Dikatakan Gubernur Bank Indonesia (BI) Perry Warjiyo, berkat penurunan biaya produksi, volume komoditas ekspor akan meningkat ditambah harganya pun masih kompetitif. “Penguatan rupiah akan berdampak penerimaan rupiah eksportir komoditas. Ekspor cukup bagus sebab volume bagus dan harga komoditas perdagangan bagus,” kata Perry di Kompleks Parlemen, Senayan, Jakarta beberapa waktu lalu.

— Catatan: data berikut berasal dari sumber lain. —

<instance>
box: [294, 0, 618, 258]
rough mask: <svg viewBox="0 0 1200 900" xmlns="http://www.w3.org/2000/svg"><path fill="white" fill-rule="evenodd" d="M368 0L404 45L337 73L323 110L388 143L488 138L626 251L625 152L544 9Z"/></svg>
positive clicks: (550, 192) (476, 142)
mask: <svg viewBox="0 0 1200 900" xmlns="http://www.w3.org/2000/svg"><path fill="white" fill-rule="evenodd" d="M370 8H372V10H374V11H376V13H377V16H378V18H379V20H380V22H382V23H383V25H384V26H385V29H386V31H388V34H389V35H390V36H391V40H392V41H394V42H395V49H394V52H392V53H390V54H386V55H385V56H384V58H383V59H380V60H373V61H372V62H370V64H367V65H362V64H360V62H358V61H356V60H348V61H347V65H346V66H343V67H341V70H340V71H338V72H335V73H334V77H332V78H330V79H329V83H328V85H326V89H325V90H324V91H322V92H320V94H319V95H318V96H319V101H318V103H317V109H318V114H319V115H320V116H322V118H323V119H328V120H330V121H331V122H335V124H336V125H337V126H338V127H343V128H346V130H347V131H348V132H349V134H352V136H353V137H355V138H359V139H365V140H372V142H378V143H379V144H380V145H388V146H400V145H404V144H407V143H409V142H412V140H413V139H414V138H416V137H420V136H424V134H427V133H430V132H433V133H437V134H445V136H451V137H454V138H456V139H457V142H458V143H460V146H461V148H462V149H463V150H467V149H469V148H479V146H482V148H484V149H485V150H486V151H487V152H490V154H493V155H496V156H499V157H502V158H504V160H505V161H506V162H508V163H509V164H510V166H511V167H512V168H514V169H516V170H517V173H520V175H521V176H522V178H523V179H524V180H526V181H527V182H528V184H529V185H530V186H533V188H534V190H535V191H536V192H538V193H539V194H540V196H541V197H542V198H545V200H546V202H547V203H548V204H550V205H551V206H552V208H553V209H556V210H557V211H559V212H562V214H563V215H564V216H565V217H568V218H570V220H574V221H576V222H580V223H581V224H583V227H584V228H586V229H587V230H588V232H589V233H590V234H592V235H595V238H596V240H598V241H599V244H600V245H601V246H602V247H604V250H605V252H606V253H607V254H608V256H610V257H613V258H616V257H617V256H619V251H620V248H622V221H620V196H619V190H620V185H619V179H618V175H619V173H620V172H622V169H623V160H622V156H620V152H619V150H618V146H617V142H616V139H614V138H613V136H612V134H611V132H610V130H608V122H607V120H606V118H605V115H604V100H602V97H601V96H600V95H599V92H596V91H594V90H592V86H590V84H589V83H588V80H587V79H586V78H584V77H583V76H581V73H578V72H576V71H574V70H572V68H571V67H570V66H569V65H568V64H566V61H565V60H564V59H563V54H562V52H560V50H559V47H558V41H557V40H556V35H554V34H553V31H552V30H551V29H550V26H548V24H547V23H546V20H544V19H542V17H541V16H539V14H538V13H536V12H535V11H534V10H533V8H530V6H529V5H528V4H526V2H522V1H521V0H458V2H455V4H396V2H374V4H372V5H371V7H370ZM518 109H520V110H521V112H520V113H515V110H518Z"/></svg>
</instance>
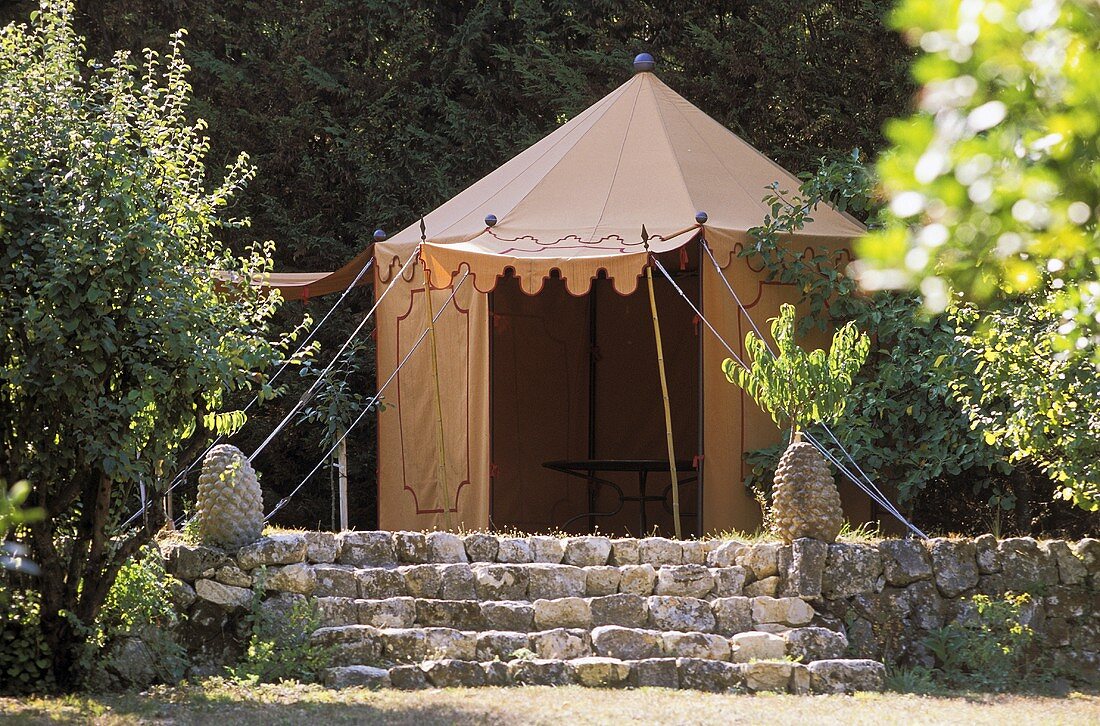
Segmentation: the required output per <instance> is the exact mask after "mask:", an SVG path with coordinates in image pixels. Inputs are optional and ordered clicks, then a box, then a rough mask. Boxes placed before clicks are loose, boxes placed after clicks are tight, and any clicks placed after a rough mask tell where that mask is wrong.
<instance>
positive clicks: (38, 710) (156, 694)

Perry menuturkan, industry-industru yang akan menerima manfaat akibat penguatan rupiah ini yaitu eksportir komoditas elektronik, garmen dan mesin. Sebab, komoditas tersebut masih membutuhkan kandungan impor yang cukup tinggi, sehingga menguatnya rupiah, biaya impor untuk produksi komoditas itu bisa ditekan.
Penguatan nilai tukar rupiah saat ini, kata Perry, masih sesuai dengan fundamental ekonomi negara. BI berjanji akan terus memantau perkembangan rupiah terutama apabila penguatan rupiah itu memberi efek kontraproduktif terhadap perekonomian.
“Jika ada pergerakan pasar tidak sejalan fundamental dan terlalu bergejolak, kami tidak segan stabilisasi rupiah baik spot, pembelian SBN (Surat Berharga Negara), dan dengan Domestic Non-Deliverable Forward (DNDF),” kata Perry.
Menurut Perry, faktor-faktor pendorong penguatan rupiah meliputi rendahnya inflasi, neraca transaksi berjalan (CAD) yang landai tahun ini, serta optimisme pelaku pasar yang dinilai masih kuat. BI tentu saja akan tetap menjaga pertumbuhan dan memperkuat ekonomi ke depan. Juga akan tetap berkoordinasi dengan pemerintah, Otoritas Jasa Keuangan (OJK) dan lembaga terkait.